Maybe i'm in the same boat.

I also use the nv-module for the SATA-disks. With kernel 2.6.17 sometimes i see checksum-errors regarding the sata1-disk. With kernels 2.18 und 2.19 the sata-disk also spits out checksum errors but the filesystem sometimes gets remounted read-only by the system for safety (filesystem-integrity) reasons. This is annoying because this box is used as a samba-server.

I don't believe it's a hardware problem because i never had any data-losses. 

Before kernel 2.17 i never had any problems.

Maybe the sata-drivers had a conceptual change in handling of timeout-problems this beeing more strict.

Edit:

Maybe i have found something.

I assume your box is i386 box an not a amd-64. With i386-cpus there seems to be a problem in code generation with gcc-4.1.1 because of changes in the optimization. Code generation could be erroneous and thus leading to nasty kernel-bugs. My other two amd-64 boxes also use the nv-module and do not show any of those sat-errors at all (i will check this)

Have a look at this link.

http://www.ussg.iu.edu/hypermail/linux/kernel/0701.0/0422.html

If you follow the thread you will find a proposed patch for the checksum-module.
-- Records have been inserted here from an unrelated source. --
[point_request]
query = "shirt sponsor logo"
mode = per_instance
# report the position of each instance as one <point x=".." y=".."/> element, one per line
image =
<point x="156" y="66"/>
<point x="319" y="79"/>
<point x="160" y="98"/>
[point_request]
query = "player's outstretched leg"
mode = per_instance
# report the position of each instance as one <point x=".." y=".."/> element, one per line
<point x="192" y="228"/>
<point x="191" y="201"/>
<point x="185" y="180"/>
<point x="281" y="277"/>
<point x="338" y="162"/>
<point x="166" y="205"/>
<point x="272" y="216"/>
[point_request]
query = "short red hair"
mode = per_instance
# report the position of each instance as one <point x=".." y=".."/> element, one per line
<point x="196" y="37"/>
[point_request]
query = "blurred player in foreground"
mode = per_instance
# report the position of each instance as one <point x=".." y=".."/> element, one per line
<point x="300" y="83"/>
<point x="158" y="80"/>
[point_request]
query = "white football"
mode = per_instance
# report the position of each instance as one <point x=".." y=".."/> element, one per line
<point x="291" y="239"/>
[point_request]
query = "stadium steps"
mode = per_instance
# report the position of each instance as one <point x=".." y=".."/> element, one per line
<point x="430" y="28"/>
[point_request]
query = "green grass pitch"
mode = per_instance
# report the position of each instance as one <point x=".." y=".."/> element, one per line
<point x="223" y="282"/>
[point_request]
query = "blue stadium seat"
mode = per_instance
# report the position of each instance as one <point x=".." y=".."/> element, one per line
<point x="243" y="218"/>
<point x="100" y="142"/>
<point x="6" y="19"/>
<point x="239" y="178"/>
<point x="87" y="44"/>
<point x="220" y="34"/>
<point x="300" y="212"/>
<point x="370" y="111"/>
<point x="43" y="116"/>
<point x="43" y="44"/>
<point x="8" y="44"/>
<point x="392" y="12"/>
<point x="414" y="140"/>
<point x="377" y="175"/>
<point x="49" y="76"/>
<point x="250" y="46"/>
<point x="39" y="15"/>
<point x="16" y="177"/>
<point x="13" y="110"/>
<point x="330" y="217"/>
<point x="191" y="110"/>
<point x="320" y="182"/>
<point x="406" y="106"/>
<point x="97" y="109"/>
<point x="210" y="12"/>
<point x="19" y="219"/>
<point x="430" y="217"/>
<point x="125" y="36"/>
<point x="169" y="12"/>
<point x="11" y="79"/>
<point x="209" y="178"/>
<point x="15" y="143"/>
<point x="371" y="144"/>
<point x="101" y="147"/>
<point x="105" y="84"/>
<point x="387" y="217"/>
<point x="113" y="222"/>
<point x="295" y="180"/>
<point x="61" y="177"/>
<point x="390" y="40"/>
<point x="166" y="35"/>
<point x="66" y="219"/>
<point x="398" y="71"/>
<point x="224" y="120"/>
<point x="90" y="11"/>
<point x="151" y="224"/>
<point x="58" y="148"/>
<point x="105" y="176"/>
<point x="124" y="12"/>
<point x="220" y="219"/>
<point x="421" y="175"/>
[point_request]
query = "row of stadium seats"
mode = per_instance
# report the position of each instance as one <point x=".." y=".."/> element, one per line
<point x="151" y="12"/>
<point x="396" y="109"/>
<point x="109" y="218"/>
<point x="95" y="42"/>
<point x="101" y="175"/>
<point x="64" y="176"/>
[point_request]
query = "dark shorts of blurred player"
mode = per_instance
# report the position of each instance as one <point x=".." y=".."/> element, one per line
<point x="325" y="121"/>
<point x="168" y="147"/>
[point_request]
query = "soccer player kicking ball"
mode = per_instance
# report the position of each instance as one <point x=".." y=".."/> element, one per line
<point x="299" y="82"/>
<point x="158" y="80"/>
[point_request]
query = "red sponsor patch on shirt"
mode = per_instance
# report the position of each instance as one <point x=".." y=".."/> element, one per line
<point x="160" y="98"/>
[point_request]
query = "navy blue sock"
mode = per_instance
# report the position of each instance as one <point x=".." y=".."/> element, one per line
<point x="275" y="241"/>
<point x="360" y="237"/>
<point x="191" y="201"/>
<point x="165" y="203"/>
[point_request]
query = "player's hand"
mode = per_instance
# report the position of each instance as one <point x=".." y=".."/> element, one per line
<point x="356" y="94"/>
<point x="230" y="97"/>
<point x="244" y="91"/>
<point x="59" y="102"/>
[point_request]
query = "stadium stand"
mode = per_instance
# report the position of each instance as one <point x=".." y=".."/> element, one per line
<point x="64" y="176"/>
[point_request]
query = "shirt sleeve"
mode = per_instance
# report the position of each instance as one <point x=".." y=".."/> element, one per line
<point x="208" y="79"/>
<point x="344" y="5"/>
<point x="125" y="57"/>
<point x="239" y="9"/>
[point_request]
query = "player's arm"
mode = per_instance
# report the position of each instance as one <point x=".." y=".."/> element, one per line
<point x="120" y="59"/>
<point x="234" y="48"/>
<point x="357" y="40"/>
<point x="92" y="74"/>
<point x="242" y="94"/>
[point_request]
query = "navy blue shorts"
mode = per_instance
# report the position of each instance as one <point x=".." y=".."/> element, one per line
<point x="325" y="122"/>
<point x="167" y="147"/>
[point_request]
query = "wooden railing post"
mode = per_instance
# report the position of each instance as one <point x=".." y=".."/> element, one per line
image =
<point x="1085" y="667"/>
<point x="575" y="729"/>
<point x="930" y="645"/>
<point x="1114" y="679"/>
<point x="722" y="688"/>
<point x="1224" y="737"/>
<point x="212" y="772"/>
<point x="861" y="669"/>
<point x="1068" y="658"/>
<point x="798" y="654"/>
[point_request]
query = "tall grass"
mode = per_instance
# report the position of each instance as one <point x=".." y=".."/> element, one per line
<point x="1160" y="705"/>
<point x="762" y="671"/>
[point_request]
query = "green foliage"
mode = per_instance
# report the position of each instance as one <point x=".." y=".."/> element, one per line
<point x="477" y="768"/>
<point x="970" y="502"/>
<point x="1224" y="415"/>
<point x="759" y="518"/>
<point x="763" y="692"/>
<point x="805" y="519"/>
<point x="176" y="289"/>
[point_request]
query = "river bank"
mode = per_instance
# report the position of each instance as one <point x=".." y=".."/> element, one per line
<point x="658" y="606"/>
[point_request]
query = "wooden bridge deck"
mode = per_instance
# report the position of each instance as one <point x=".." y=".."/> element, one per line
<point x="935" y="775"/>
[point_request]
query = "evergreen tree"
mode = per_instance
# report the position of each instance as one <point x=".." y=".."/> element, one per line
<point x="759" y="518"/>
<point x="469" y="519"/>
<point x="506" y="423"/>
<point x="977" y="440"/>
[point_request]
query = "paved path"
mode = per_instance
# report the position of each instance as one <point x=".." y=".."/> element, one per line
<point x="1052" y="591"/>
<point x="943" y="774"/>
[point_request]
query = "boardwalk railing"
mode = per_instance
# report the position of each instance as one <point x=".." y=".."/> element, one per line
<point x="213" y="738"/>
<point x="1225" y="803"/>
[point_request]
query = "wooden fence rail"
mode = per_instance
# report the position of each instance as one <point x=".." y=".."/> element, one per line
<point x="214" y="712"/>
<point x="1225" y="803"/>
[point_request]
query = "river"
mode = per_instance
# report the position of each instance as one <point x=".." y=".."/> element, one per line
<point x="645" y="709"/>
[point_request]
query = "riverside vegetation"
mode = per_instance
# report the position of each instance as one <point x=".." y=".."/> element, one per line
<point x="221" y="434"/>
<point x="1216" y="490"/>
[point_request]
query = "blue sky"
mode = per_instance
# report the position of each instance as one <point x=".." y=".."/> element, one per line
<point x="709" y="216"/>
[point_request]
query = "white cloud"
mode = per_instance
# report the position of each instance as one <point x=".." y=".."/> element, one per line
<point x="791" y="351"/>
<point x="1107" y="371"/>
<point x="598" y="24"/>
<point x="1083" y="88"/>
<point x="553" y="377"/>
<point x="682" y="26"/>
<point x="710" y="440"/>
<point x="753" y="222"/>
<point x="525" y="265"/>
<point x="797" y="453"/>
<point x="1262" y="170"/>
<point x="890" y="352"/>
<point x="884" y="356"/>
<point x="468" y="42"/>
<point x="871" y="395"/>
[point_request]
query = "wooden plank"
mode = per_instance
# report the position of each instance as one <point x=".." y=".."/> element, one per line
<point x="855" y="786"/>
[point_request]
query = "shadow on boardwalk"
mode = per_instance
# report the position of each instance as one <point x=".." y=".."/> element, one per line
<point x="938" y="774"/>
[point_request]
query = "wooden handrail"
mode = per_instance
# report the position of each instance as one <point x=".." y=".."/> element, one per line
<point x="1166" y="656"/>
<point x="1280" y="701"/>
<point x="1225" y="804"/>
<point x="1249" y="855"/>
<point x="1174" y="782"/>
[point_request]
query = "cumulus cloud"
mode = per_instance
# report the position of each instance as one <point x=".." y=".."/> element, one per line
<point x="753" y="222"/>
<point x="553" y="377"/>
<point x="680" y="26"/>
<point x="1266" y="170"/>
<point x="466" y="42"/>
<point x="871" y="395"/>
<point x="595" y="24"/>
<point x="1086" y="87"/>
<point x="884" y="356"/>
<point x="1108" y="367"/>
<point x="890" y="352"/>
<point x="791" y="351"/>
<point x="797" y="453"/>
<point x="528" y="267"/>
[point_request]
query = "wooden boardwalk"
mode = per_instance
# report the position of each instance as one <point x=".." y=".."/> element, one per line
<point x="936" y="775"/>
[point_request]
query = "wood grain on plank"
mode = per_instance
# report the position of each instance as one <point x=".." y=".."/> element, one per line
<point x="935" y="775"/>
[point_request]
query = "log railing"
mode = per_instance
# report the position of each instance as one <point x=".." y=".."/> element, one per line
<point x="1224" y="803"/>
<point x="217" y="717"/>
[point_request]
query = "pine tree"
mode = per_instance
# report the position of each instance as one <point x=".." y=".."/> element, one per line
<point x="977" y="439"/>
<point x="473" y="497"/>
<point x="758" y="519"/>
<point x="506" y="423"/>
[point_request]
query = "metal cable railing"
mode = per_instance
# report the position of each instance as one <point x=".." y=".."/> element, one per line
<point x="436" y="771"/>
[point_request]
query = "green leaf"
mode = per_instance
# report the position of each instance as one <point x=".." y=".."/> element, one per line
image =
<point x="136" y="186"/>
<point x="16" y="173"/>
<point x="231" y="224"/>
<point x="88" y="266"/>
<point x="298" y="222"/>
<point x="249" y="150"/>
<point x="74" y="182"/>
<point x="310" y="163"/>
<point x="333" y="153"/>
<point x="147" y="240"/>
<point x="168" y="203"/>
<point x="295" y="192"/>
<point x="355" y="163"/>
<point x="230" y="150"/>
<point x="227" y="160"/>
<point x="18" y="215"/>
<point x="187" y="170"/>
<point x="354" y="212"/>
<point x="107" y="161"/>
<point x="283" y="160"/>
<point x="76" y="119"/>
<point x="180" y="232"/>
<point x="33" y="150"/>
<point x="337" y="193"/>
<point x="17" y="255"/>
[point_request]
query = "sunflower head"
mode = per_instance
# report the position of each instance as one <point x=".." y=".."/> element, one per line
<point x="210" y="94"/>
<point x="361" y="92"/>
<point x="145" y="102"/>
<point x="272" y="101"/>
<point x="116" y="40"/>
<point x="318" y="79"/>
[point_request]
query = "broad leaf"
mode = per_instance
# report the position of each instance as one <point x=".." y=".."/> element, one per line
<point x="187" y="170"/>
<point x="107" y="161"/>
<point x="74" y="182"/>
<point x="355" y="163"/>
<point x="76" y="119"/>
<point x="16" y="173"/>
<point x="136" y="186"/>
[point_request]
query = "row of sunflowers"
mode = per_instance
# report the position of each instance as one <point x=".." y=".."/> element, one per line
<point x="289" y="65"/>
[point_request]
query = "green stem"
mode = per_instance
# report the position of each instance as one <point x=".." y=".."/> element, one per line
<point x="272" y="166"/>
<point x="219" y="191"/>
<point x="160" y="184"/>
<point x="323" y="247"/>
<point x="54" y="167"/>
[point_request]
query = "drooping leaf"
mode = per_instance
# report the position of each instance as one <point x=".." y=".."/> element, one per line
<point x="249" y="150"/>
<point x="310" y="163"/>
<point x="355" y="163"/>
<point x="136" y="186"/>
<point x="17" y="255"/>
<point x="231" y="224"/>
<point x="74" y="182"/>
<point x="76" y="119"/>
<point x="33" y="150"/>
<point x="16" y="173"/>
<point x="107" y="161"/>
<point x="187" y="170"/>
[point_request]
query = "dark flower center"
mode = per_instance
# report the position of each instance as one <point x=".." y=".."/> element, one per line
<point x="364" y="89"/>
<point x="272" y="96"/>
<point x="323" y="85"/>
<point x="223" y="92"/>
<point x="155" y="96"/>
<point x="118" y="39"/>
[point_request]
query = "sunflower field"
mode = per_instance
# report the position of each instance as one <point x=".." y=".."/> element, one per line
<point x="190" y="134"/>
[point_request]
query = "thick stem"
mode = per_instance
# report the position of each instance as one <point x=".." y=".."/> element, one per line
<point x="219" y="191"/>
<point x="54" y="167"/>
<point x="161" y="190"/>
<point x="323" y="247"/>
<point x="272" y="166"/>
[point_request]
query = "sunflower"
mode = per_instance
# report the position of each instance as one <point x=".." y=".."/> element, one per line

But this applies only for kernel 2.6.20 i guess.

I think this has some relevance, at least in my case, because iirc there is a coincidence in switching to gcc 4.1 and the sata problems. In order to get some confirmation i'll check if the compiler-switch and the onset of those sata-errors are time-correlated.

Edit2:

Found it, and a stupid problem it was.   :Shocked:  One of the sata-cables was blocking the chassis-fan this letting the disk become really hot. Unblocking the fan solved it.

But, there are issues with sata-drives. Googeling shows a huge mass of, mostly unsolved, screams for help because of sata-related trouble.

----------